Officials at the United States Fish and Wildlife Service reported that the world's oldest living wild bird named Wisdom is back on American soil where she is expected to lay an egg at the ripe age of 64 years old.
The Laysan albatross was spotted with her mate at the Midway Atoll National Wildlife Refuge within Papahānaumokuākea Marine National Monument in Hawaii on Nov. 19. The refuge is known as the world's biggest albatross nesting colony, experts said, and is located about 1500 miles north-west of Hawaii.
Midway Atoll National Wildlife Refuge Manager Dan Clark said [pdf] that the seabird population has dropped to about 70 percent since the 1950s, and that Wisdom has become a symbol of inspiration and hope. Clark explained that the refuge is part of Wisdom's fate and that they are glad to see her return.

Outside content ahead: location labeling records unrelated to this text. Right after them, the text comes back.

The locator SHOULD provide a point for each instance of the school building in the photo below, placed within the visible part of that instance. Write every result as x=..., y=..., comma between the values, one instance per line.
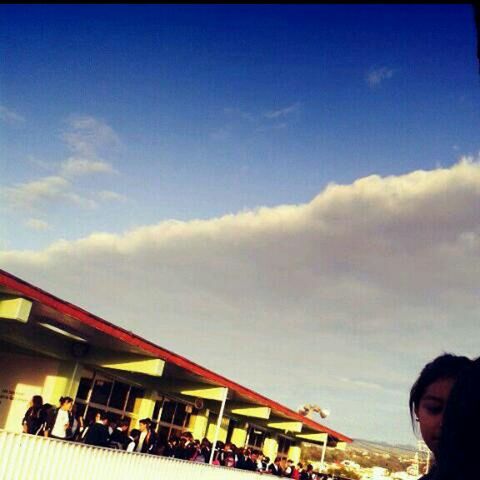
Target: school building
x=53, y=348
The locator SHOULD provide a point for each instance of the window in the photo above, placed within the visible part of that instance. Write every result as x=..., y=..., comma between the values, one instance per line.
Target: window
x=284, y=445
x=256, y=437
x=119, y=395
x=97, y=392
x=84, y=388
x=101, y=391
x=174, y=417
x=135, y=394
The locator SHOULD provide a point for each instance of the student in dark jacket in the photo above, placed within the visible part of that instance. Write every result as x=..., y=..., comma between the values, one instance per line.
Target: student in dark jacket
x=147, y=442
x=58, y=423
x=119, y=437
x=35, y=416
x=275, y=468
x=97, y=433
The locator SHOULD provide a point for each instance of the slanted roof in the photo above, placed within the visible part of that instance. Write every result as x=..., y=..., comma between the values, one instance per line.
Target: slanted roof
x=67, y=312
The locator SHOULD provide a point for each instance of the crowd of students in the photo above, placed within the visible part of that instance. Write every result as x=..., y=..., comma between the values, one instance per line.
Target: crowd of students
x=62, y=423
x=444, y=403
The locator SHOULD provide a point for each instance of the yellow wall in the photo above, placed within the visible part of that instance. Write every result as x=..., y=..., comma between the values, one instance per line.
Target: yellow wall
x=198, y=424
x=24, y=376
x=222, y=434
x=294, y=454
x=239, y=436
x=143, y=407
x=270, y=448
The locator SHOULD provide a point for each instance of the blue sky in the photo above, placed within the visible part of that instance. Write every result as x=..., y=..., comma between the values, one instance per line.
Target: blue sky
x=118, y=118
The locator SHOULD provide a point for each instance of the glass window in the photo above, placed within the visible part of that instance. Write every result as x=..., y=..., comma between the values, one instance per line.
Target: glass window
x=284, y=444
x=101, y=391
x=119, y=395
x=168, y=411
x=135, y=394
x=256, y=437
x=84, y=388
x=156, y=409
x=180, y=415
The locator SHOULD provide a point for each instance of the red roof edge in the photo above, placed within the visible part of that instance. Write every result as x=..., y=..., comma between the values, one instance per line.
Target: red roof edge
x=66, y=308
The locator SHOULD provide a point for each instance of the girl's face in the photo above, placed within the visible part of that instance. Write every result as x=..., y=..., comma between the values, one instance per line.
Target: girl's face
x=430, y=411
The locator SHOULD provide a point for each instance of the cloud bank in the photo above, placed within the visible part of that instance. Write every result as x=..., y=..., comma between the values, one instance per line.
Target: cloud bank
x=356, y=289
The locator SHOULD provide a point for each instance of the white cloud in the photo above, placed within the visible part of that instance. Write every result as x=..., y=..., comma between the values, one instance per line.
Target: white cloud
x=109, y=196
x=74, y=167
x=88, y=137
x=37, y=224
x=368, y=281
x=283, y=112
x=9, y=116
x=28, y=195
x=37, y=194
x=377, y=75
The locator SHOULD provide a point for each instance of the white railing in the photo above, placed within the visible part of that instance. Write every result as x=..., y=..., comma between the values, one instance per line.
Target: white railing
x=27, y=457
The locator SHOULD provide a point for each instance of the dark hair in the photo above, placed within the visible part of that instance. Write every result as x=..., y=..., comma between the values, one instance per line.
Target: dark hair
x=103, y=415
x=37, y=401
x=444, y=366
x=458, y=446
x=134, y=432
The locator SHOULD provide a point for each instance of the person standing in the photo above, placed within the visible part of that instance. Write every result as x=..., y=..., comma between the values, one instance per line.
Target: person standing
x=97, y=433
x=275, y=468
x=34, y=419
x=59, y=420
x=429, y=396
x=148, y=439
x=119, y=437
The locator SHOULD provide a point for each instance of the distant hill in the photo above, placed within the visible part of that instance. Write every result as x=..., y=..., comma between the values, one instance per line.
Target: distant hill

Wisdom was first tagged in 1956 by ornithologist Chandler Robbins, and has since then laid and raised 36 chicks. Laysan albatrosses do not return to breed after they are five years old, and many birds that are tagged lose their bands before they can be replaced. Experts were able to continuously replace Wisdom's bands because of meticulous record-keeping.

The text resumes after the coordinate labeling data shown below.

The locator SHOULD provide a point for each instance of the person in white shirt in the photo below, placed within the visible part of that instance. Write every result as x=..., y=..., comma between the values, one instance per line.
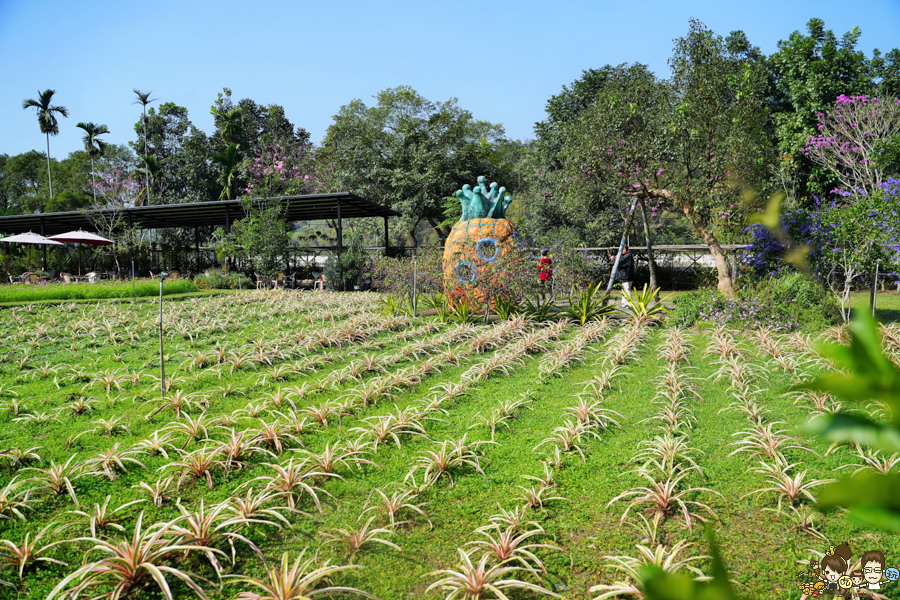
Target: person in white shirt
x=873, y=568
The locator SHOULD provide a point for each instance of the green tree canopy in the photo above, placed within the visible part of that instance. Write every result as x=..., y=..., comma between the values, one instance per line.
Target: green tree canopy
x=693, y=141
x=411, y=154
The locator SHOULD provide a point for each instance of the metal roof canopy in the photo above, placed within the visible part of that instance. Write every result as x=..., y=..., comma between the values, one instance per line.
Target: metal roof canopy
x=312, y=207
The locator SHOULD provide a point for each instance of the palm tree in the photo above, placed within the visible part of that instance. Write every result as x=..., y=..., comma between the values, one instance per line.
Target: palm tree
x=93, y=146
x=229, y=162
x=47, y=120
x=143, y=98
x=231, y=123
x=151, y=169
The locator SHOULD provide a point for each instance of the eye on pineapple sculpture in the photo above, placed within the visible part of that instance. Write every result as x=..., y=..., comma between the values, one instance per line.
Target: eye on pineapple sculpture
x=482, y=236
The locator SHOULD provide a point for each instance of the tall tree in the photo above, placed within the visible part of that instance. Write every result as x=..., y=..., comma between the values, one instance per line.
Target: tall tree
x=166, y=130
x=589, y=211
x=143, y=98
x=692, y=141
x=47, y=121
x=232, y=124
x=411, y=153
x=153, y=171
x=94, y=146
x=228, y=162
x=807, y=74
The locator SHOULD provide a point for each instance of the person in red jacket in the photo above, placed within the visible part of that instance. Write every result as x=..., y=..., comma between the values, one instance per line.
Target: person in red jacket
x=545, y=272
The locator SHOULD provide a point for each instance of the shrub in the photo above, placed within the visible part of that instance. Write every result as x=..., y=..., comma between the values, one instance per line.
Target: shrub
x=345, y=270
x=782, y=303
x=395, y=275
x=217, y=280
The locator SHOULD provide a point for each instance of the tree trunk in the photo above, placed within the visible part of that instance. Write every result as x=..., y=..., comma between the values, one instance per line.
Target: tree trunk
x=49, y=175
x=651, y=263
x=726, y=285
x=93, y=183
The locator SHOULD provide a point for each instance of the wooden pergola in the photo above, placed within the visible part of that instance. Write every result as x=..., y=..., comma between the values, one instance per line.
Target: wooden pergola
x=220, y=213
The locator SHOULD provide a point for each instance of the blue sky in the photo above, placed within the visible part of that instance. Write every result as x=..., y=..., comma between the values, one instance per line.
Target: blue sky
x=502, y=60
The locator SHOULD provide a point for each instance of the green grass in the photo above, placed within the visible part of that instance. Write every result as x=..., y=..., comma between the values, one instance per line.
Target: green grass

Laysan albatrosses usually lay one egg a year, and they spend six months taking care of their birdlings. These birds have about a seven-foot-wingspan which helps them travel hundreds of miles out into the sea. Experts said Wisdom may have traveled more than six million ocean miles during her lifetime.

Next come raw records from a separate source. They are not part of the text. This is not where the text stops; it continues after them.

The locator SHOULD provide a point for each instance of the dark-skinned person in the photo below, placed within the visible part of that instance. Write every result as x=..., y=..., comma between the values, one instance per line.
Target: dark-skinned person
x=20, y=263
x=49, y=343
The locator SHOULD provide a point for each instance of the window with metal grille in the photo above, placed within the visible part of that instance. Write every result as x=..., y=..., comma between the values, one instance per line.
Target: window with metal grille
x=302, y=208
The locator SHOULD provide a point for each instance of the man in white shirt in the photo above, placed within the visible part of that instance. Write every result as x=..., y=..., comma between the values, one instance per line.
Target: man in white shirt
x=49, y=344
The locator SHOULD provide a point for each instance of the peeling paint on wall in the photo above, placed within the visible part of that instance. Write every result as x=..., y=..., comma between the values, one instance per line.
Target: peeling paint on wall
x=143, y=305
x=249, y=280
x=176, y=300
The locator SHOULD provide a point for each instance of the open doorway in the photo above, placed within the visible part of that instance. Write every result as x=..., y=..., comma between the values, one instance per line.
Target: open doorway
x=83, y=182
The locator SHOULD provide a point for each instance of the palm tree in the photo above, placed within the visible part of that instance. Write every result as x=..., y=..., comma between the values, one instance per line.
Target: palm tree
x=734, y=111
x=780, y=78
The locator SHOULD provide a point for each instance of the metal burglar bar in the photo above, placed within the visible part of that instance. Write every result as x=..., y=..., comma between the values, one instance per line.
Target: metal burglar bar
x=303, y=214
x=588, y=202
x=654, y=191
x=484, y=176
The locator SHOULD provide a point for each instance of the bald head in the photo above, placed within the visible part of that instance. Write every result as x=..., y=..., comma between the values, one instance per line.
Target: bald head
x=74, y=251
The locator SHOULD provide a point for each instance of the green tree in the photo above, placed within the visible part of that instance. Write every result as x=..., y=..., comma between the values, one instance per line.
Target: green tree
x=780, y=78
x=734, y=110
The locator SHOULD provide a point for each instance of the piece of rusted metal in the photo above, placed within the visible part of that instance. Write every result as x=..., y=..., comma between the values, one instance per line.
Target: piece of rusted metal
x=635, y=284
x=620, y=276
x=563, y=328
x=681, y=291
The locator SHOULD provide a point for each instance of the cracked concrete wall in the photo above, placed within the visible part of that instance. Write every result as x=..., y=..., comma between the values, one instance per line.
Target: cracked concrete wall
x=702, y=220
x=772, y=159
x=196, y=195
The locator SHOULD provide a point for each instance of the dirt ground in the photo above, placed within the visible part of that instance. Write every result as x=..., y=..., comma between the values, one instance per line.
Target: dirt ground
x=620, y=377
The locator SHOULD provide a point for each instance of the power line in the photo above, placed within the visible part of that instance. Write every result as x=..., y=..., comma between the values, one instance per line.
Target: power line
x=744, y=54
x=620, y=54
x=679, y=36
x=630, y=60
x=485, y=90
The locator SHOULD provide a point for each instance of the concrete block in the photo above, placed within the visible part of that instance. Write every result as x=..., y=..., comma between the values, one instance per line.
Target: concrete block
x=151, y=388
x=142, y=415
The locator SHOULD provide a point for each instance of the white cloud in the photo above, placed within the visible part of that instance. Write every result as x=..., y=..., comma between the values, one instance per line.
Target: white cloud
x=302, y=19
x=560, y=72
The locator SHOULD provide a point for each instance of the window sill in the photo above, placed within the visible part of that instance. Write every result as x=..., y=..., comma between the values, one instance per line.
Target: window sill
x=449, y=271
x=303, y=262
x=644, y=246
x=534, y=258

Aside from Wisdom, there is another albatross bird that was known to have laid an egg during old age. Grandma, a Northern Royal albatross, laid an egg at the age of 61 years old at a nesting area at Taiaroa Head in New Zealand. However, Grandma has not been seen and experts presume that she has died.
Meanwhile, 19 of 21 albatross species are dangerously close to extinction, scientists said. Their demise might be linked to human activity.
Bruce Peterjohn of the USGS Patuxent Wildlife Research Center warned that something could happen to Wisdom so bird watchers should keep an eye out on Wisdom to know when she comes back.
"Something could happen and they could find her dead on Midway. Someday she's going to fly off the island some spring and never come back," added Peterjohn.